Tory Adkisson, Poetry Editor: Rookery, Traci Brimball; Beautiful in the Mouth, Keetje Kuipers

“I read many books in 2011, so many that my best book is actually a tie between two dazzling debut poetry collections. Both poets write about the erotic in ways that make me insanely jealous—their figuration is masterful, their intelligence measured, their attitudes replete with a sultry swagger that’s otherwise difficult to define. Kuipers may be more a poet of place—her Oregon, New York, Montana, and everywhere else are each imbued with an incredible, lived-in sensual depth, while Brimhall is a poet of mythic consciousness—just check out her poem in the voice of Odysseus’s maids cleaning up the carnage of his battle with Penelope’s suitors! Both books left indelible impressions on me, and gave me models of what to strive for as I am just starting to work on a draft of my first book.”

 

Alex Streiff, Fiction Editor: Disgrace, J.M. Coetzee and Tsim Tsum, Sabrina Orah Mark

“I remember after reading the first page of Disgrace while still in the bookstore, I stopped and said, probably a bit too loudly: ‘This is a fucking writer.’

Tsim Tsum is breathtaking in it’s ability to mix the humorous and the beautiful.  It’s a profoundly fun read.”

 

I’ve mentioned elsewhere that my favorite book of 2011 was Tea Oberht’s The Tiger’s Wife, but I expect I’ve already flapped my gums too much about that novel—she doesn’t need the extra sales at this point.

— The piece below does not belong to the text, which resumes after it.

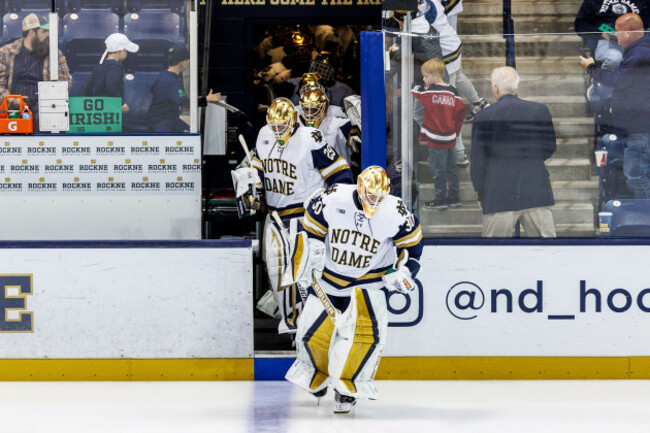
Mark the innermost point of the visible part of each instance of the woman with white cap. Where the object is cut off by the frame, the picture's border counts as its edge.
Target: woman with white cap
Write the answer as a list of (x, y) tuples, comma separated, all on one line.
[(108, 76)]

Well there you have it ladies and gentlemen. We here at The Journal will get our noses back in the books where they belong, and we’ll see you back here in a year or so. Sound good?

Changes at the Journal’s Blog

Since the Journal came online in early 2011, this space has been a repository for news and announcements about the magazine – and in that role it has served us handsomely. Starting in December though, I’m excited to be able to say that there are going to be some changes round these parts. While announcements about contests, submissions, and other such business will continue to appear here, so will more blog-like content by myself and other members of the Journal’s staff.

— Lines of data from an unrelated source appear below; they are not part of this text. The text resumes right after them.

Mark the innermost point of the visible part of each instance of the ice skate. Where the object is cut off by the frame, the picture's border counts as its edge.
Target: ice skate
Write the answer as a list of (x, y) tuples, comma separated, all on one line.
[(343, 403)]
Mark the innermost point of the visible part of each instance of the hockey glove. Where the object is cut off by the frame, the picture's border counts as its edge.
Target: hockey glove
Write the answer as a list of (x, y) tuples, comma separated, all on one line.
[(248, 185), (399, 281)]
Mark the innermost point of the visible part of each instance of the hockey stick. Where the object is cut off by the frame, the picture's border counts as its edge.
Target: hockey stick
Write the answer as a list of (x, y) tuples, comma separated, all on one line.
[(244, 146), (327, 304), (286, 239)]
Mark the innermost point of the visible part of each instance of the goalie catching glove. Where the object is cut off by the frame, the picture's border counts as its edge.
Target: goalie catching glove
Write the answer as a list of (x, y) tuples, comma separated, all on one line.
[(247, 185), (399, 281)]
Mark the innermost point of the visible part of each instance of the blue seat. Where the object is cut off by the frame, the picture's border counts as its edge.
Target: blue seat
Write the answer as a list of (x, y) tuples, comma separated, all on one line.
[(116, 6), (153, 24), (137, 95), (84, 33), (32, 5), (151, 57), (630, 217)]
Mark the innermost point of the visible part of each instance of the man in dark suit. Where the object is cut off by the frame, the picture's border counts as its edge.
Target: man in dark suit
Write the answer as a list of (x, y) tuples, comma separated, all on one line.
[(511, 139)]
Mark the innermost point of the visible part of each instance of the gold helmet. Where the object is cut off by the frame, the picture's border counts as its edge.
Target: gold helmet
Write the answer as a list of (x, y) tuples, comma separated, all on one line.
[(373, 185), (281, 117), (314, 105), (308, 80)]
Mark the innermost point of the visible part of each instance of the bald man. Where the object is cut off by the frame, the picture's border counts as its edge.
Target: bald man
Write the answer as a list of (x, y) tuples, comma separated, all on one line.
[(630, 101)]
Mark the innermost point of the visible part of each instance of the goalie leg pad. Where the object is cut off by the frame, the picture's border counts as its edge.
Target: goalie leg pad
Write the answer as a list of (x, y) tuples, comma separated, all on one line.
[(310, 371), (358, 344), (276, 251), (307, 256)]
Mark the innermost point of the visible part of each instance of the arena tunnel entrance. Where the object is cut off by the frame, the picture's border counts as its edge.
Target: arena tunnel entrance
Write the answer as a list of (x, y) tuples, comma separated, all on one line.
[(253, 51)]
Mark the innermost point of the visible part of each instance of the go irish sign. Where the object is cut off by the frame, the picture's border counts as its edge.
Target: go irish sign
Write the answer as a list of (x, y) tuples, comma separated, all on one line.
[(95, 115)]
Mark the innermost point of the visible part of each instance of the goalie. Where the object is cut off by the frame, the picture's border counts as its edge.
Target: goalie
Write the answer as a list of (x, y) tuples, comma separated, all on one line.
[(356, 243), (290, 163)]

Perhaps, before I go any further, I should take a moment to introduce myself. My name is Michael Larson, but since we’re going to be friends you all can call me Mike, and I’m the online editor of the Journal. A second-year MFA student in fiction, I hail from the boondocks of Washington State (Rainier, population 1,794 as of the 2010 census, for anyone who wants to know), though I arrived in Columbus via a teaching stint in Northern Japan.

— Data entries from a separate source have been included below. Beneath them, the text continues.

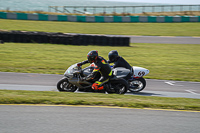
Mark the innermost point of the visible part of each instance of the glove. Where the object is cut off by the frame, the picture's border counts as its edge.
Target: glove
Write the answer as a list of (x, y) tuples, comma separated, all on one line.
[(79, 64)]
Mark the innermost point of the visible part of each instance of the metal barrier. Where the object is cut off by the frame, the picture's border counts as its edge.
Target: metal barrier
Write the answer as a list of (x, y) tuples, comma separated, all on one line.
[(122, 9), (61, 38)]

While I have no illusions about the world’s need for another literary blog (I just recently figured out that D.G. Myers, who writes Commentary’s literary blog – the thought-provoking Literary Commentary – works within a mile of the Journal’s offices), I think we can use this space to keep our readers updated about the literary goings-on in Columbus, as well as the book-related thoughts, opinions and appetites of the Journal’s staff. Actual prose, poetry and reviews will continue to appear in the other parts of the website, and in the print magazine, but here you can expect to see our thoughts on the books of the day, trends in literature, and whatever else we just can’t stand to keep quiet about. Almost all of it will be book-related, and hopefully all of it will be of interest to you. Saddle up, we’ll be pulling out of the station directly.